When it comes to the local church, a confession of faith serves as a transparent advertisement as to where the church stands on important theological matters and can be extremely helpful for potential new members in the community. When people are looking for a church home, it’s important to define the church’s position on key issues of the faith and a robust theological confession can do this with a great deal of precision. A confession communicates to the community: “Here is where we stand!”
For centuries, God’s people have been using creeds and confessions in order to identify where they stand on critical issues of the faith. We can likewise see confessions in Scripture. We find in the Scriptures forms of early church confessions of faith. For instance, in Paul’s words to Timothy, we find an example of this in 1 Timothy 3:16:
Great indeed, we confess, is the mystery of godliness:
He was manifested in the flesh,
vindicated by the Spirit,
seen by angels,
proclaimed among the nations,
believed on in the world,
taken up in glory.
As was common in the early church, they organized the confession and arranged it into a hymn to be sung in worship. Yet, like all theologically sound hymns of the faith, the song is more than a superficial song. It’s a concise theological confession of truth about God and to be confessed for his glory.

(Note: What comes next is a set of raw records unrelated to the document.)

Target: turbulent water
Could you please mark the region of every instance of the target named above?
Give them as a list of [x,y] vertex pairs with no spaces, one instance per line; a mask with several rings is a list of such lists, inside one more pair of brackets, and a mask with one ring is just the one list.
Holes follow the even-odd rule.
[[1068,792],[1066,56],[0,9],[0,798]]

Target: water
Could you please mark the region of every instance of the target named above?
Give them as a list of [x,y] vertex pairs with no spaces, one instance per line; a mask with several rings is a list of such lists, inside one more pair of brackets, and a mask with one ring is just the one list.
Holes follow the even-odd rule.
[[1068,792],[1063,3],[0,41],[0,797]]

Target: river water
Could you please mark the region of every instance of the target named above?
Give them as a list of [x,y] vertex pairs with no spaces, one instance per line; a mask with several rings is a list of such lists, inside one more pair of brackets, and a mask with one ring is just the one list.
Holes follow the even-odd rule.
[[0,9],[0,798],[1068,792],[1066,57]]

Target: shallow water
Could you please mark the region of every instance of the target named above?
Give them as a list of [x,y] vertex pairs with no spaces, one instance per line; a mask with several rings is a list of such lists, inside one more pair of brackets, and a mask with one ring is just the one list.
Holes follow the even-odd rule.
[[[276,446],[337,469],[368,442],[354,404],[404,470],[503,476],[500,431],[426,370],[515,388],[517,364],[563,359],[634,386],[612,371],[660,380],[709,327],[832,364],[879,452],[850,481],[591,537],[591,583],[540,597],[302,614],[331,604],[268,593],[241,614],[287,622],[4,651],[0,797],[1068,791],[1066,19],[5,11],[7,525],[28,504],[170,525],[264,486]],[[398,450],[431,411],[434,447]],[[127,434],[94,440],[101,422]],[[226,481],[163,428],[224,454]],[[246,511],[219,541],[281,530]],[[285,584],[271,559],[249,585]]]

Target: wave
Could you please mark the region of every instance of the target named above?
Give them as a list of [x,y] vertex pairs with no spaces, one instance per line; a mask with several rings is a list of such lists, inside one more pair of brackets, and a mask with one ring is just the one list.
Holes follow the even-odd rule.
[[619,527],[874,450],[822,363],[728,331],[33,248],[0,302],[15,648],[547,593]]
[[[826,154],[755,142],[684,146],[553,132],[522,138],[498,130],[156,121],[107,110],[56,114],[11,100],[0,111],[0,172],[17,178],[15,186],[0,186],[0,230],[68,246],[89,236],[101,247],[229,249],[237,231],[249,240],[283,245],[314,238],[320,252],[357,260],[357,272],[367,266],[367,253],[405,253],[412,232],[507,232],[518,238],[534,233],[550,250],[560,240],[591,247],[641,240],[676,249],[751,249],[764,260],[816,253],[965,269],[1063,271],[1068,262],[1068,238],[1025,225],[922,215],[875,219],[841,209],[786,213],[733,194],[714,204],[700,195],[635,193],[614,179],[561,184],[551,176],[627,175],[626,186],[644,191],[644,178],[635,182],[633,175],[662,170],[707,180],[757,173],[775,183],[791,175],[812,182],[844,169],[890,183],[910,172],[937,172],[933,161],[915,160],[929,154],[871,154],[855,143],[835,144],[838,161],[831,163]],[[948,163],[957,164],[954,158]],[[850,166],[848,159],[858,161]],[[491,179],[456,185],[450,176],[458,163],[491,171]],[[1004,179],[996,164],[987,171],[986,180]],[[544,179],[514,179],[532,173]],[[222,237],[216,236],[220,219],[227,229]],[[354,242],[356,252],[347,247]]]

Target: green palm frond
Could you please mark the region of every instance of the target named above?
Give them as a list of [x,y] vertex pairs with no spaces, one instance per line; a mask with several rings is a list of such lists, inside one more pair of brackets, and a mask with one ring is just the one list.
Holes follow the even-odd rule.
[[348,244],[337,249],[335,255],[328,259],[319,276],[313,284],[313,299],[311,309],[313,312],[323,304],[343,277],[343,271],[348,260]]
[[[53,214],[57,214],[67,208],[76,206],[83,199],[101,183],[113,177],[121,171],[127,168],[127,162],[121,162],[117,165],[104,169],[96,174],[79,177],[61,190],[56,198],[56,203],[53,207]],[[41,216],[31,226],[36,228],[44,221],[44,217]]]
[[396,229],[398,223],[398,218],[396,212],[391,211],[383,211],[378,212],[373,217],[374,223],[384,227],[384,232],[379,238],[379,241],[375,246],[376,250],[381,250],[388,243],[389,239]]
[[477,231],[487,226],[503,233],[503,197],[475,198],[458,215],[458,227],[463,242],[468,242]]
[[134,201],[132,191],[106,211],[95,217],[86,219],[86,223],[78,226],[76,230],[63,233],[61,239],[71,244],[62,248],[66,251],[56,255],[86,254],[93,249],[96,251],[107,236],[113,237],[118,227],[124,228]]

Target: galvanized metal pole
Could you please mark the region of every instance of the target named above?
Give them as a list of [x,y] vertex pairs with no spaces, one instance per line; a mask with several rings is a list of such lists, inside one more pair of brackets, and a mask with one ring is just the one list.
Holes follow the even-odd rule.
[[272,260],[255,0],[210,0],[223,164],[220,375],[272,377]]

Through the years, some groups have created intentionally broad confessions of faith in order to keep the line of divisions to a minimum and to maintain a big tent approach to their associations. Yet, in doing so, it’s almost inevitable that the group or denomination at some point takes a leftward turn due to a lack of theological conviction.
Still others err by rejecting the spirit of confessionalism by claiming “No Creed but Christ.” This group fails to see this is a creedal statement (yet very shallow), and they too find themselves with no anchor in swift cultural waters that eventually sweep them away.
Confessions and creeds, while not bulletproof, can be extremely beneficial when used properly in the life of a Christian home, denomination, or organization.
Fortress Wall for Protection
If you’ve ever had the privilege to visit a castle, the fortress wall can be quite impressive. The purpose of the fortress wall with it’s robust width and impressive height is to serve as a frontline defense strategy against enemies. There are always other weapons on the inside of the castle, but the fortress wall serves as a first line of defense against those who might come along and try to overtake the castle. The reason why many castles around the world today are merely partially standing buildings surrounded by piles of rocks is indicative of the fact that their wall was weak and the enemy prevailed.
In a similar way, a theological confession serves that same purpose as it provides a frontline defense against heretical statements, ideologies, and agendas that often plague God’s people. Flowing out of the Reformation are different streams where we have different confessions. Historically, we see the Augsburg Confession, Belgic Confession, Westminster Confession, and the 1689 London Baptist Confession of Faith to name a few. Alongside the confessions, church history has provided us with important theological statements that respond to theological error. We can point to the Apostles Creed, the Nicene Creed, and the Athanasian Creed as examples. In addition to creeds and confessions, we likewise have the catechisms that provide more light and clarity on theological distinctions and definitions.
When it comes to the gospel or doctrines like the Trinity which is at the very heart of Christianity, almost everyone agrees that confessions function as a defense against cultural attacks that seek to pervert the teachings of Scripture. However, as we have witnessed through the years, there are many entry points into the church where heresy can arise and lead people astray.